FULL casting has been announced for Shakespeare’s Much Ado About Nothing, directed by Mark Rylance, which runs at the Old Vic from September 19 (previews from September 7) to November 16, 2013.

Joining the previously announced James Earl Jones and Vanessa Redgrave will be Tim Barlow, Penelope Beaumont, Kingsley Ben-Adir, Katherine Carlton, Beth Cooke, Alan David, Michael Elwyn, Lloyd Everitt, James Garnon, Melody Grove, Trevor Laird, Leroy Osei-Bonsu, Mark Ross, Peter Wight and Danny Lee Wynter.

While young lovers Claudio and Hero threaten to have their imminent nuptials thwarted by the resentful scheming of a Prince, marriage seems inconceivable for reluctant lovers Beatrice (Vanessa Redgrave) and Benedick (James Earl Jones).

Redgrave and Earl Jones, who take on these roles for the first time, recently starred in Alfred Uhry’s Driving Miss Daisy both in the West End and on Broadway.

James Earl Jones’ voice is known by people of all ages and walks of life – from the Star Wars fans who know him as the voice of ‘Darth Vader’ to children who know him as ‘Mufasa’ from Disney’s The Lion King.

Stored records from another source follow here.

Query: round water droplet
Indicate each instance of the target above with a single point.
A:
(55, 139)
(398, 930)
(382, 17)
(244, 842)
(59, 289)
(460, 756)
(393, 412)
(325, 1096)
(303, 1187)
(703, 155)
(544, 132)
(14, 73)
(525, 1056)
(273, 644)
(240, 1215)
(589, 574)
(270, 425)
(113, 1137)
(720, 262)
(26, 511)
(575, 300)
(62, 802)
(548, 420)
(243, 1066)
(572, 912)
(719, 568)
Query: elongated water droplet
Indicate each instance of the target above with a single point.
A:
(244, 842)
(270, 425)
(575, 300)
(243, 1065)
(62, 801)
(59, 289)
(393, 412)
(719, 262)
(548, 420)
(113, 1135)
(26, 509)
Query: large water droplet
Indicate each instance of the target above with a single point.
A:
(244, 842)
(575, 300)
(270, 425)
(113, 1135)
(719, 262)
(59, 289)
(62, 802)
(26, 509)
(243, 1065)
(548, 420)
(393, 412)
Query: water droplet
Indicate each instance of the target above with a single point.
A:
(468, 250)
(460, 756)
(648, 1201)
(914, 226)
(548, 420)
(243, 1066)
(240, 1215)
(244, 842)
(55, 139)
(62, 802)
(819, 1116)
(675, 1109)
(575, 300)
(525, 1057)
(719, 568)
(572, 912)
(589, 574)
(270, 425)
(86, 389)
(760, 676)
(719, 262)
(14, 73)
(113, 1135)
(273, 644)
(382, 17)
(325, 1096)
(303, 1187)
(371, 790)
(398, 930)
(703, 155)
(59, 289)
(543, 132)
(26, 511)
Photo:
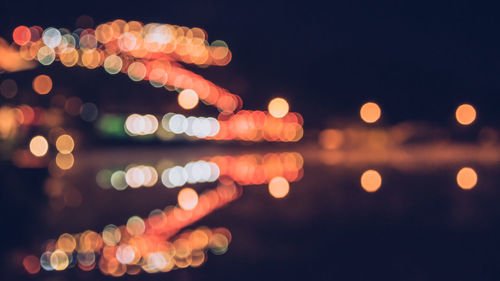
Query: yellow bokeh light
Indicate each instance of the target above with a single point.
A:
(59, 260)
(39, 146)
(465, 114)
(65, 161)
(278, 107)
(371, 180)
(279, 187)
(135, 226)
(65, 144)
(42, 84)
(187, 198)
(466, 178)
(370, 112)
(188, 99)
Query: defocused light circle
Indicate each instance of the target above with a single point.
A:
(65, 144)
(465, 114)
(278, 107)
(188, 99)
(21, 35)
(370, 112)
(113, 64)
(371, 180)
(42, 84)
(118, 180)
(51, 37)
(39, 146)
(279, 187)
(467, 178)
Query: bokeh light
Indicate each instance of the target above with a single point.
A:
(371, 180)
(279, 187)
(65, 144)
(467, 178)
(370, 112)
(42, 84)
(465, 114)
(39, 146)
(278, 107)
(188, 99)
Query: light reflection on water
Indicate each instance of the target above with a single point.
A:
(356, 190)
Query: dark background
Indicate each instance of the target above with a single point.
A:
(417, 59)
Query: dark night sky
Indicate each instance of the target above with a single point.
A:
(417, 60)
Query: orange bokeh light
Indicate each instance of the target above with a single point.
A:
(42, 84)
(465, 114)
(371, 180)
(279, 187)
(21, 35)
(370, 112)
(467, 178)
(278, 107)
(188, 99)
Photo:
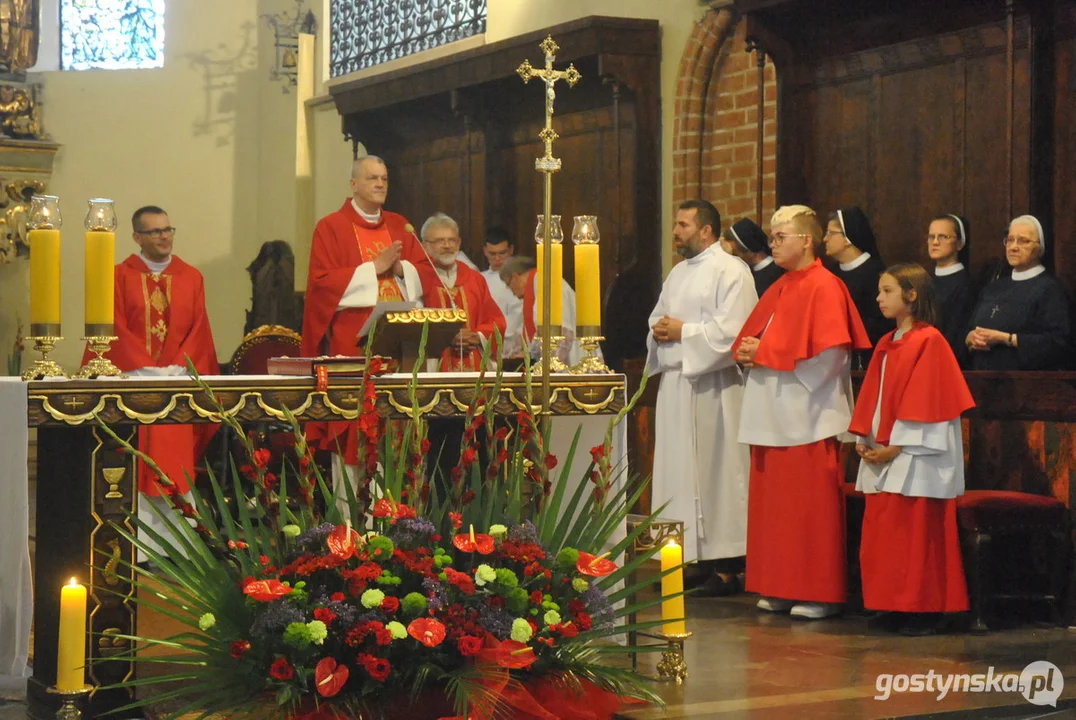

Jones made his Broadway debut in 1957 and had his first breakthrough role in 1960 when Joseph Papp cast him in Shakespeare’s Henry V, marking the beginning of Jones’s long affiliation with the New York Shakespeare Festival, eventually counting the title roles in Othello, Macbeth and King Lear among his many distinguished performances for the company.

Jones has won Tony Awards for the Broadway productions of The Great White Hope and Fences; a Tony nomination for On Golden Pond; Drama Desk Awards for Othello, Les Blancs, Hamlet, The Cherry Orchard and Fences; Obie Awards for Clandestine on the Morning Line, The Apple, Moon on a Rainbow Shawl and Baal; a Theatre World Award for Moon on a Rainbow Shawl; and the Los Angeles Drama Critics Circle Award for Fences.

Jones other theatre credits include Paul Robeson, The Iceman Cometh, Of Mice and Men, the Broadway and London productions of Cat on a Hot Tin Roof (Olivier Award nomination for Best Actor) and the Broadway production of The Best Man. He has just finished a six month tour of Australia, with Driving Miss Daisy.

His films include The Great White Hope (Academy Award nomination), Dr. Strangelove, Claudine, The Comedians, The River Niger, The Greatest, A Piece of the Action, Gardens of Stone, Coming to America, The Sandlot, The Hunt for Red October, Patriot Games, Clear and Present Danger, Matewan, Cry the Beloved Country and Field of Dreams.

As well as Driving Miss Daisy, Vanessa Redgrave’s theatre credits include the UK premiere of The Year of Magical Thinking, John Gabriel Borkman and The Cherry Orchard (National Theatre), the RSC’s Hecuba (in London, Washington, New York and Delphi) and Long Day’s Journey Into Night (on Broadway) for which she received a Tony Award for Best Actress.

Her numerous screen credits include The Whistleblower, Letters to Juliet, Atonement, Evening, The Fever, Venus, The Shell Seekers, The Gathering Storm, If These Walls Could Talk, for which she received Emmy and Golden Globe Awards for Best Supporting Actress, and Julia, for which she won Academy and Golden Globe Awards for Best Supporting Actress.

Mark Rylance most recently appeared on stage in Nice Fish at the Guthrie Theatre, Inneapolis, which he co-authored with Louis Jenkins and which he also co-directed with Claire van Kampen, and in Richard III and Twelfth Night (Shakespeare’s Globe and West End). His other theatre credits include Johnny ‘Rooster’ Byron in the critically-acclaimed production of Jerusalem (Royal Court, West End and Broadway).

In 2007, he wrote his first play, I Am Shakespeare, which premiered at the Chichester Festival Theatre, directed by Matthew Warchus, published in 2012 by Nick Hern Books.

His screen work includes Anonymous, Intimacy, The Other Boleyn Girl, Prospero’s Books, Angels and Insects, Leonardo and David Kelly in C4’s The Government Inspector for which he won the BAFTA Best Actor Award.

Much Ado About Nothing is designed by Ultz, with lighting by Mimi Jordan Sherin, music by Claire van Kampen, sound by Emma Laxton and movement by Siân Williams.